A redução da maioridade civil de 21 para 18 anos - fixada pelo novo Código Civil, que entrou em vigor no sábado - vai produzir reflexos na legislação penal. Artigos que beneficiam menores de 21 anos - um atenuante para quem comete um crime, por exemplo - já não fazem mais sentido, pois foram criados com base no Código Civil antigo.Entre os especialistas, não há dúvidas de que a redução da maioridade civil para 18 anos muda as seguintes normas penais: o fato de ter 21 anos ser um atenuante e a redução dos prazos de prescrição pela metade (artigos 65 e 115 do Código Penal, respectivamente).Também são atingidos os artigos 15, 34, 50, 52, 194, 262, 449 e 564 do Código de Processo Penal. Esses dispositivos determinam que seja nomeado curador para o menor de 21 anos, tanto na fase policial como na processual, e oferecem duplo direito de apresentação e desistência de queixa-crime - para o menor de 21 anos e seu responsável.O procurador da República Marcus Vinicius de Viveiros Dias, o primeiro a levantar a questão, afirma que esses benefícios passam a ser inaceitáveis. O procurador, no entanto, defende uma alteração na legislação, que tem de ser feita pelo Congresso. "Acho de boa prudência, pois uma lei civil não pode interferir numa penal."O jurista Luiz Flávio Gomes, doutor em Direito Penal pela Universidade Complutense de Madri, tem posição diferente.
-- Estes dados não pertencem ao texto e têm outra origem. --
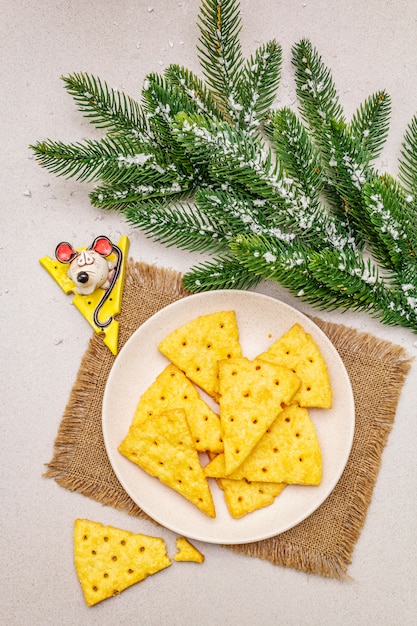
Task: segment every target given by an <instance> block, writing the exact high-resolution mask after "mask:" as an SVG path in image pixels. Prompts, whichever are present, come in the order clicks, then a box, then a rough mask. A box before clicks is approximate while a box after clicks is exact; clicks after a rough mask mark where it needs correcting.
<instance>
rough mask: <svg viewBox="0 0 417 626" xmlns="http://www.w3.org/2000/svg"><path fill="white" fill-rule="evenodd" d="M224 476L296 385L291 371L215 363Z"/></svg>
mask: <svg viewBox="0 0 417 626" xmlns="http://www.w3.org/2000/svg"><path fill="white" fill-rule="evenodd" d="M219 382H220V419H221V423H222V427H223V445H224V460H225V468H226V476H227V475H229V474H231V473H232V472H234V471H235V470H236V468H237V467H238V466H239V465H240V464H241V463H243V461H244V460H245V458H246V457H247V456H248V455H249V454H250V452H251V451H252V449H253V448H254V447H255V445H256V444H257V443H258V441H259V440H260V439H261V437H262V436H263V435H264V434H265V431H266V430H267V429H268V428H269V427H270V425H271V424H272V423H273V422H274V420H275V419H276V418H277V416H278V414H279V413H280V412H281V411H282V405H284V404H289V403H290V401H291V399H292V397H293V396H294V394H295V392H296V391H297V389H298V388H299V386H300V379H299V378H298V376H296V375H295V374H294V373H293V372H292V371H291V370H289V369H288V368H286V367H283V366H281V365H276V364H274V363H268V362H267V361H263V360H261V359H252V360H250V359H247V358H246V357H240V358H235V359H225V360H223V361H219Z"/></svg>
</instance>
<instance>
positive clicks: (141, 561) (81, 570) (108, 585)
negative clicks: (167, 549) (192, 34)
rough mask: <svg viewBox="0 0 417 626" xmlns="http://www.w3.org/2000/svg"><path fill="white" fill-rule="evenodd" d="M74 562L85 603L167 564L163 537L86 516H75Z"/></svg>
mask: <svg viewBox="0 0 417 626" xmlns="http://www.w3.org/2000/svg"><path fill="white" fill-rule="evenodd" d="M74 562H75V568H76V572H77V576H78V579H79V581H80V583H81V587H82V590H83V593H84V598H85V601H86V603H87V604H88V606H93V605H94V604H97V603H99V602H101V601H102V600H105V599H106V598H110V597H111V596H114V595H117V594H119V593H121V592H122V591H123V590H124V589H126V588H127V587H130V586H131V585H134V584H136V583H138V582H140V581H141V580H144V579H145V578H146V577H147V576H150V575H152V574H155V573H156V572H159V571H160V570H162V569H165V568H166V567H169V566H170V565H171V560H170V558H169V557H168V555H167V552H166V545H165V542H164V540H163V539H160V538H159V537H150V536H148V535H141V534H134V533H132V532H130V531H128V530H121V529H119V528H114V527H113V526H103V524H100V522H92V521H90V520H86V519H77V520H75V525H74Z"/></svg>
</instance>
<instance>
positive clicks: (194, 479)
mask: <svg viewBox="0 0 417 626" xmlns="http://www.w3.org/2000/svg"><path fill="white" fill-rule="evenodd" d="M119 451H120V452H121V453H122V454H123V455H124V456H125V457H127V458H128V459H129V460H130V461H132V462H133V463H136V465H139V467H141V468H142V469H143V470H145V471H146V472H147V473H148V474H150V475H151V476H156V477H157V478H159V480H160V481H161V482H162V483H164V484H165V485H168V486H169V487H171V488H172V489H175V491H177V492H178V493H180V494H181V495H182V496H184V498H187V500H189V501H190V502H192V503H193V504H195V505H196V506H197V507H198V508H199V509H200V510H201V511H203V513H205V514H206V515H208V516H210V517H215V516H216V513H215V509H214V502H213V499H212V495H211V492H210V489H209V486H208V482H207V480H206V477H205V475H204V471H203V469H202V467H201V465H200V460H199V458H198V454H197V451H196V449H195V447H194V442H193V440H192V437H191V433H190V430H189V427H188V423H187V419H186V415H185V411H184V410H183V409H177V410H172V411H166V412H165V413H161V414H159V415H154V416H152V417H151V418H149V419H148V420H145V421H144V422H142V423H140V424H132V425H131V427H130V429H129V432H128V434H127V436H126V437H125V439H124V440H123V441H122V443H121V444H120V446H119Z"/></svg>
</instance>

Para ele, algumas normas, como a necessidade de curador, e as demais do Código de Processo Penal, já não valem mais. "Esses direitos foram criados com base no status de relativamente incapaz que o Código Civil concedia aos menores de 21. O novo código revoga tudo ao passar para 18 anos", disse.Para Gomes, no entanto, alterações no Código Penal, como o artigo que considera atenuante o acusado ter menos de 21 anos, dependem de reforma na legislação. "Esse benefício existe sob o fundamento de que o menor de 21 não tem maturidade suficiente para suportar a prisão. Não há ligação com o status de relativamente incapaz do antigo Código Civil."O criminalista Alberto Zacharias Toron tem a mesma opinião de Gomes em relação aos efeitos imediatos no novo Código Civil. "Não vejo por que o menor de 21 anos continue precisando de curador após a mudança na área cível", disse.